What do you hope viewers get from watching the show?
A sense of companionship. A lot of people who feel like outsiders haven’t seen themselves on screen. I think young queer people and Asian-Australians and people who have inappropriate, cringe-worthy mothers, people with divorced parents… those people aren’t represented on screen enough. When I look back at my childhood, I wish I’d had a show like this to watch.
If you could have anyone join the cast who would you choose and why?
Adam Liaw [celebrity chef]. He’s also on SBS and he’s met the cast at functions and we’re always like, “You love us, we love you, we should just write a dirty character for you.” And Poh [Ling Yeow, celebrity chef] as well. Oh, and Penny Wong! In a dream sequence!
What’s the most memorable thing a fan has ever said to you?
After I wrote my first book The Family Law, there were a few people who came out to me online because, I think, there’s safety in writing to someone you don’t know. There’s a chapter in the book about my coming-out and how my parents hilariously responded to it.
My mum said, “There’s nothing wrong with coming out, it just means that something went wrong in the womb.” My mum was very supportive and I came out to my dad by the time I had a boyfriend who he already knew, just not as my boyfriend. When you come from a non-Anglo family, attitudes towards being gay are more conservative and it gave [readers of the book] courage. That wasn’t what I was thinking of when I wrote it but it’s been a gorgeous side affect of getting my story out there.
So, what is your coming-out story?
I didn’t grow up in a city and knew I was going to go to university and get to leave everything behind. That’s an appealing prospect if you grow up gay in the suburbs. I came out at 17 to my mum and then, years later, to my more conservative dad. I’m so grateful because by that stage they had seen something of the world and they knew that a heterosexual married life isn’t necessarily for everyone – because they lived through that. That helped them think, “If our son’s gay, at least he’s happy and healthy and why should there be anything wrong with that?”

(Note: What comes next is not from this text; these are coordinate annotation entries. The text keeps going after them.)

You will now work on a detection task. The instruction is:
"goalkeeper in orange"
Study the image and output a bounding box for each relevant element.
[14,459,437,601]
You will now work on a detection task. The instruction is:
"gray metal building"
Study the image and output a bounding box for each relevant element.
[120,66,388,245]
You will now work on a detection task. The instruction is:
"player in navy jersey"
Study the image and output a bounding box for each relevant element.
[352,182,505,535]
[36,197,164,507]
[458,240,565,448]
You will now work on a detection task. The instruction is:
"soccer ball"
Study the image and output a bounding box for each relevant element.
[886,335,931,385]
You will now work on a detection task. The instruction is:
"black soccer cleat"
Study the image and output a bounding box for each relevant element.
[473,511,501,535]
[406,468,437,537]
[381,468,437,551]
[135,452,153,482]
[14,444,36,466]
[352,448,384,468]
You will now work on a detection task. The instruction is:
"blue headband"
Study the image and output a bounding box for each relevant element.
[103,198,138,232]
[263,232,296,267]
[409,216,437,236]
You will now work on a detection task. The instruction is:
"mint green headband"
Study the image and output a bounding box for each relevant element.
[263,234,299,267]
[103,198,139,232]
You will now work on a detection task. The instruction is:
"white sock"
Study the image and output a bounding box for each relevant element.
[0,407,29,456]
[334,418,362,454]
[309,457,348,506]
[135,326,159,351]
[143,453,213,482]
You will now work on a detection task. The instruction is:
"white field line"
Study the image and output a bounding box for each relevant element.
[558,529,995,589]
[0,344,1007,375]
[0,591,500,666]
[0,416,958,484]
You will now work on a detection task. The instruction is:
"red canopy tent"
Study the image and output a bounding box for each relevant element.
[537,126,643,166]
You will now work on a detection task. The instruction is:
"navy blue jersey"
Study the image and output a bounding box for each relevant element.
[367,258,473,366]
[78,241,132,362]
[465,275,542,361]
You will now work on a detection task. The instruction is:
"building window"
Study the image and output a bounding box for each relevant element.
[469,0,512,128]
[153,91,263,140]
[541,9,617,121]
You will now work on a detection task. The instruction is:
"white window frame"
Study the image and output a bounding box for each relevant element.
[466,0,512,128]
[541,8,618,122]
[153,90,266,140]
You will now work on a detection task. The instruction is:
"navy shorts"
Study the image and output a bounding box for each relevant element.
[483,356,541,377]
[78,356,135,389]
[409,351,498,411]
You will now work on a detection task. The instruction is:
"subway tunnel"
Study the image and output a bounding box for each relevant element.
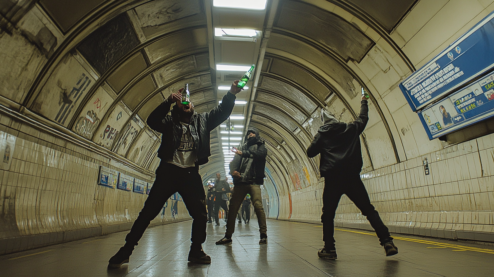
[0,0,494,276]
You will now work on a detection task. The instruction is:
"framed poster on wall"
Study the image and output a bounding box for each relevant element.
[98,166,120,188]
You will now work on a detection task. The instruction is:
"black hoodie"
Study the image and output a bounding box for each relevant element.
[307,100,369,176]
[230,127,268,185]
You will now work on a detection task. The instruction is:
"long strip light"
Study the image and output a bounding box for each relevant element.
[216,64,250,72]
[213,0,267,10]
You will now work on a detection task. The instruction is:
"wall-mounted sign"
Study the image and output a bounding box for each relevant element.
[133,179,146,194]
[419,69,494,139]
[98,166,119,188]
[117,173,134,191]
[400,13,494,111]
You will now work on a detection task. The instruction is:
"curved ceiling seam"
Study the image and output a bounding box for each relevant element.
[21,0,151,107]
[326,0,416,72]
[266,36,401,163]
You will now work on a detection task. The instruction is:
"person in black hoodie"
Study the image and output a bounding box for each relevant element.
[109,81,242,267]
[216,128,268,244]
[307,96,398,259]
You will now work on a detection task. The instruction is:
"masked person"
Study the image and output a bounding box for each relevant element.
[216,128,268,244]
[109,81,241,267]
[206,183,214,223]
[307,96,398,259]
[214,172,230,226]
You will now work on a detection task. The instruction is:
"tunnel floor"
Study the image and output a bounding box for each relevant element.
[0,220,494,277]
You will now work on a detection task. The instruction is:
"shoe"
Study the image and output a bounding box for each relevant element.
[317,248,338,260]
[188,248,211,264]
[108,247,132,268]
[383,240,398,256]
[216,237,232,245]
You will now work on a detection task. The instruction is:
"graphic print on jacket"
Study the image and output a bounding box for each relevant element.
[169,122,197,168]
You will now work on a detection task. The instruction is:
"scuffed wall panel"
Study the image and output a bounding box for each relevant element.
[93,103,130,149]
[77,14,140,74]
[32,54,95,127]
[113,115,145,156]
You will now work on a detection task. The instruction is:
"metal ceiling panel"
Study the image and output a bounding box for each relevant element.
[270,59,331,104]
[275,0,372,61]
[256,92,307,124]
[146,28,208,63]
[135,0,206,39]
[77,13,140,74]
[268,34,360,99]
[39,0,106,32]
[252,103,298,132]
[106,52,148,94]
[93,102,130,149]
[153,54,209,84]
[138,93,165,121]
[32,54,95,127]
[122,75,156,110]
[259,76,317,113]
[72,87,113,139]
[347,0,418,32]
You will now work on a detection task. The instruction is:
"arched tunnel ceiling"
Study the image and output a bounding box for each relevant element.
[0,0,424,188]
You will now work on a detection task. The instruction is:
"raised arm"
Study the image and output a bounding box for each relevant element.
[206,80,242,131]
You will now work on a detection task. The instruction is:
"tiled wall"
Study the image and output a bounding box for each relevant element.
[274,134,494,242]
[0,114,190,254]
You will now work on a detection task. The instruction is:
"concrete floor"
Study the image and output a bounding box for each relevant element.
[0,220,494,277]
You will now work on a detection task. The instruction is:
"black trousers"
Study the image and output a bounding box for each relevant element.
[321,173,392,247]
[214,193,228,223]
[125,162,207,246]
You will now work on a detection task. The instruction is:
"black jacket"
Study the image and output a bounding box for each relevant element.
[147,93,236,165]
[307,100,369,176]
[230,127,268,185]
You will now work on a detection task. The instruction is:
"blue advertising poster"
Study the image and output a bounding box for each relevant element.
[98,166,119,188]
[400,13,494,111]
[419,69,494,139]
[117,173,134,191]
[134,179,146,194]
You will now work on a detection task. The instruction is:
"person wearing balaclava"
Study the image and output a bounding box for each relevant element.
[108,81,242,267]
[307,92,398,260]
[216,128,268,244]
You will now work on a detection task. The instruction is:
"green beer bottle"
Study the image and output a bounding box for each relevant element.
[237,64,256,88]
[182,84,190,105]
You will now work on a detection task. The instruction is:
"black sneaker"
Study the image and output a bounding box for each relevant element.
[188,248,211,264]
[216,237,232,245]
[317,248,338,260]
[108,247,132,268]
[383,240,398,256]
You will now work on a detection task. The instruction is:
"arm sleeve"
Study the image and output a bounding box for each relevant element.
[307,133,321,158]
[206,92,237,131]
[242,144,268,160]
[146,99,172,133]
[348,100,369,135]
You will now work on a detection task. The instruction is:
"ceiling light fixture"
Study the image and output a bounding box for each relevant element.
[216,64,250,72]
[213,0,267,10]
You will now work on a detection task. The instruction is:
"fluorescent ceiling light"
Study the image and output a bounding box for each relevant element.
[214,28,257,37]
[218,86,249,90]
[213,0,267,10]
[221,137,242,140]
[220,125,244,129]
[216,64,250,72]
[221,131,242,135]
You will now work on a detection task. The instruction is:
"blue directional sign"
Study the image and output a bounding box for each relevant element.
[400,13,494,111]
[419,71,494,139]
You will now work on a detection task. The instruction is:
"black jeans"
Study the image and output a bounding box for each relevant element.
[321,173,392,247]
[214,193,228,223]
[125,162,207,246]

Hopefully we get to see Ben’s coming out story in the show eventually.
I hope so, too!
Tell us about your boyfriend…
His name’s Scott Spark. I know it sounds like a porn name but it’s his real name. He’s a recording artist. We’ve known each other since we were teenagers. We’ve been together for nearly half our lives but it doesn’t feel that long because it’s easy to be with someone that long when they’re the best person you’ll ever meet. I know that sounds really fucking sappy.
Wait, is this the same guy you were saying that your dad knew?
Yeah! Because he worked at my dad’s restaurant for a while when I was working there, too. We hooked up after a shift.
His character could potentially make his way into the show?
Funny you should say that… Not this series. It’s something we’ve discussed. It depends how long we can keep the show going.
Is it true that some of Scott’s songs are inspired by you?
He writes our history in a similar way that I write my family’s history. It’s like a beautiful time capsule; like someone painting your portrait.
THE FAMILY LAW (TOP LEFT AND RIGHT) DIVORCE, MUM’S VAGINA AND SCHOOL CONCERTS. (INSET) THE REAL BEN LAW: “THE SHOW IS A LOVE LETTER TO MY FAMILY.”